In recent weeks, the Justice Department has been criticized for a number of items, including their cause. to continue defending Former President Donald Trump stands in a defamation lawsuit and for not releasing an unpublished version of former Attorney General Bill Barr’s 2019 decision not to bring charges of obstruction against Trump’s involvement in the Russia investigation.
Nonetheless, this is Garland’s third time testifying before a Senate subcommittee since she was confirmed as attorney general nearly three months ago and her prepared remarks are about proposed historic budget increases across the department. The hearing is scheduled to begin at 2 p.m. ET.
Garland stressed the need to budget increases in the Justice Department’s cyber security strategies in the face of the increase in foreign and domestic cyber hackers. In the budget, Garland says it has proposed “the largest increase in cyber resources for the department in more than 10 years” with a request for $1.1 billion that includes $150.7 million in cyber program enhancements.
“Protecting our national security also requires combating cyber threats from foreign and domestic actors – whether nation states, terrorists, or criminals – who seek to spy, invade our privacy, attack our elections, and so on. They steal our intellectual property, damage our vital financial and physical infrastructure, or pay ransoms,” Garland says. “A full review of the department’s cyber security strategy is currently underway.”
One of the most high-profile ransomware attacks this year was against Colonial Pipeline, which caused gas shortages on the country’s east coast. The company paid a multimillion-dollar ransom to Darkside, a Russian-linked hacking group. The Justice Department announced Monday that they were able to seize $2.3 million in bitcoins paid to the group.
The budget for the Office on Violence Against Women includes a $486.5 million increase (nearly double the investment from the previous fiscal year) to address gender-based violence.
The Justice Department aims to invest $1.3 billion in community policing, including $13.6 million in funding for Task Force Officer Body Worn Camera Support.
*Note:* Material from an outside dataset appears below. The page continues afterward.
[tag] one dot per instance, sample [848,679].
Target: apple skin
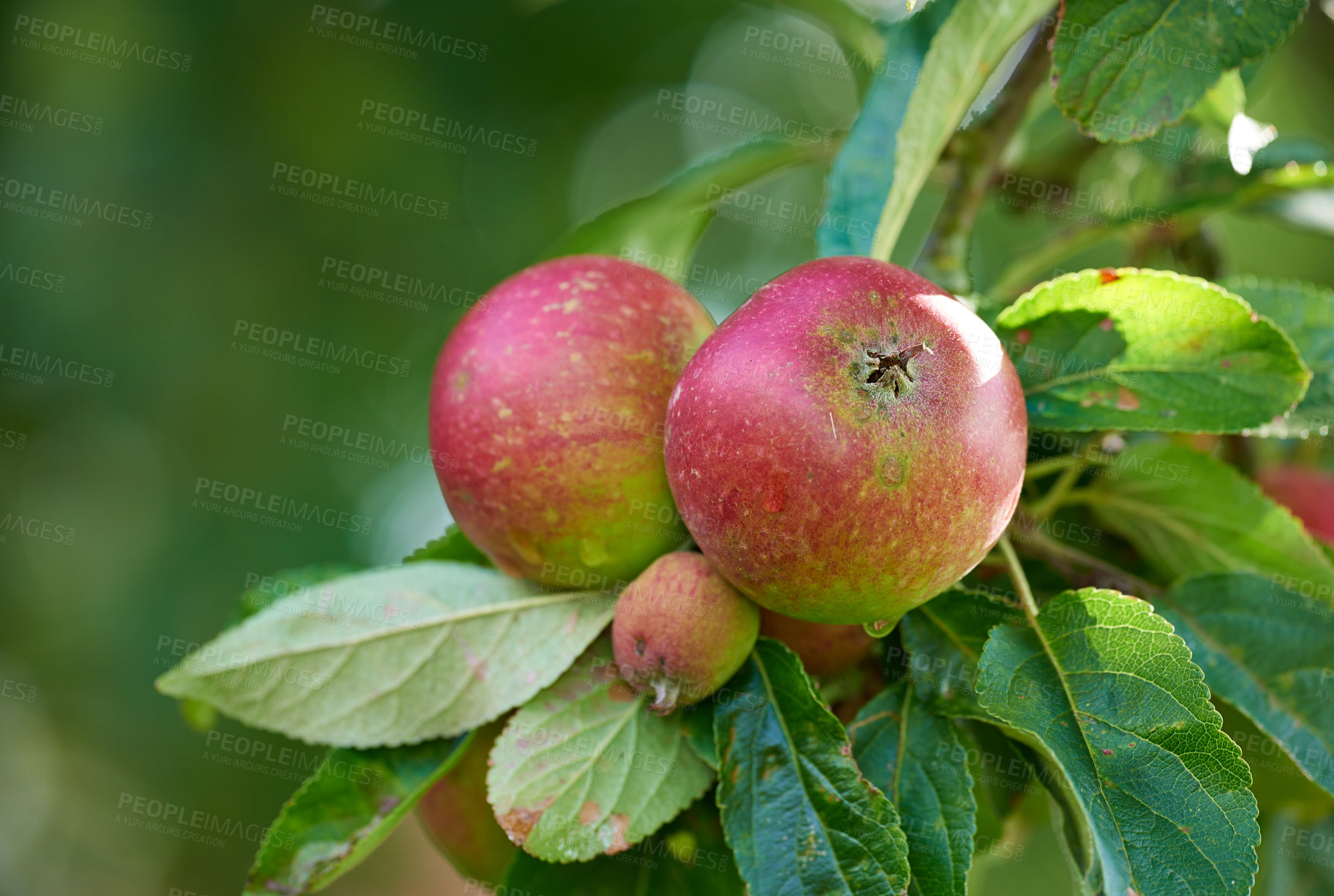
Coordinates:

Deputy Attorney General Lisa Monaco issued a memo on Monday that repealed a previous administration’s policy that federal agents were not required to wear and activate body-worn cameras when interacting with the public—now mandated to do so. is.
To combat violent crime and gun violence, the Justice Department is seeking an increase of $22.4 million for ATF and $421 million for state and local grant programs that include states’ efforts to draft gun licensing laws. Are included. The proposed $1.6 billion budget to combat international and domestic terrorism will aim to include $4 million for the National Institute of Justice to address the root causes of threats to domestic terrorism.